What should students do after a recital? How can they navigate the emotions and unique challenges that surface after the recital is done? How can they use the recital experience to the best possible advantage?
Take Time Off
Believe it or not, it is advisable to take some time off. Having your mind on something different is therapeutic. The length of time varies with the individual, although Ruth Brown recommends a week. The most important thing is to prioritize mental rest. Many musicians find this in participating in non-musical activities such as physical labor, hobbies, or unrelated entertainment. Vladimir de Pachmann, a noted concert pianist of the early 1900s, found relaxation in milking cows.
Evaluate the Recital
Another piece of advice is to evaluate your recital. Brus says, “It helps to think of the recital as just one step in your pursuit of becoming the finest musician you can be.” After some time off, it is wise to objectively evaluate the recital. Listen to the recording. You might be surprised, especially after you have removed yourself from the immediacy of the performance. Rosove recommends noting aspects of the performance that went better than expected, unexpected problems that surfaced, and technical elements that need to be addressed. Brus cautions recitalists not to be overly harsh, realizing that no performance is perfect, even those given by seasoned performers.

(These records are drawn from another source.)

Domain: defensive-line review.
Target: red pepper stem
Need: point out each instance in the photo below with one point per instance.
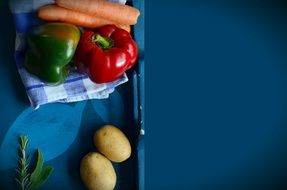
(103, 42)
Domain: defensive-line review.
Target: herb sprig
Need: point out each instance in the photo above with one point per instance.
(40, 174)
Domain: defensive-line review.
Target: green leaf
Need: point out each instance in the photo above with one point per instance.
(40, 175)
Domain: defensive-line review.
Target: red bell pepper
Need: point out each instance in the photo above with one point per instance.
(105, 54)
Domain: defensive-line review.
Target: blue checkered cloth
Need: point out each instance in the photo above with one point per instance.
(77, 87)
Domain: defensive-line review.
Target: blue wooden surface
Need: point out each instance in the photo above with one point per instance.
(64, 131)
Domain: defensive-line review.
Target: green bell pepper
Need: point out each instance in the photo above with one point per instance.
(51, 48)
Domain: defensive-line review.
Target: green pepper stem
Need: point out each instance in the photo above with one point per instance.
(103, 42)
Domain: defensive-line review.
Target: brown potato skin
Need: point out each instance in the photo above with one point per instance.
(113, 143)
(97, 172)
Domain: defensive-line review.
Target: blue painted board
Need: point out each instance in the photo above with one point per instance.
(64, 132)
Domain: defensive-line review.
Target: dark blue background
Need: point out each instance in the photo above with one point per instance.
(216, 91)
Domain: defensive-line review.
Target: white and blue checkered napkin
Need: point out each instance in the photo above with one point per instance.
(77, 87)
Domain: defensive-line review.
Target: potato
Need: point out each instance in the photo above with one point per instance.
(97, 172)
(112, 142)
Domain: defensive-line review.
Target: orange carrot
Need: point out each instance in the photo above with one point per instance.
(115, 12)
(56, 13)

Develop a Strategy for Improvement
Recital performances reveal areas that need to be improved. It is important to identify these and consider specific ways that they can be addressed. Perhaps your melody did not “sing” as it should, your rhythm was unsteady, you did not “breathe” at the end of phrases, or your technique was faulty. Specifically recognizing those deficiencies will help pinpoint future learning and streamline future effort.
Locate Intriguing Repertoire and Begin Again
After a short break, most musicians are eager to play their instrument again. Brown says, “This is a time to work on something that would intrigue you. It is also fun to do some duo sight-reading with your teacher and get to know some of the piano duet/duo literature.” Brus adds, “You probably have a ‘wish-list’ of pieces you want to learn next, so sit down and start on the next one. Be prepared to feel like a klutz as you begin a new piece from square one – after all, you spent months and months honing every small detail of your recital program, and now you are starting from scratch on a new piece. It will take time; learn to enjoy the process.”
Ledgerwood reflects, “In a sense, the completion of a recital is an end, but also a beginning of new challenges and new learning. Keep in mind that with each performance you will learn and grow.”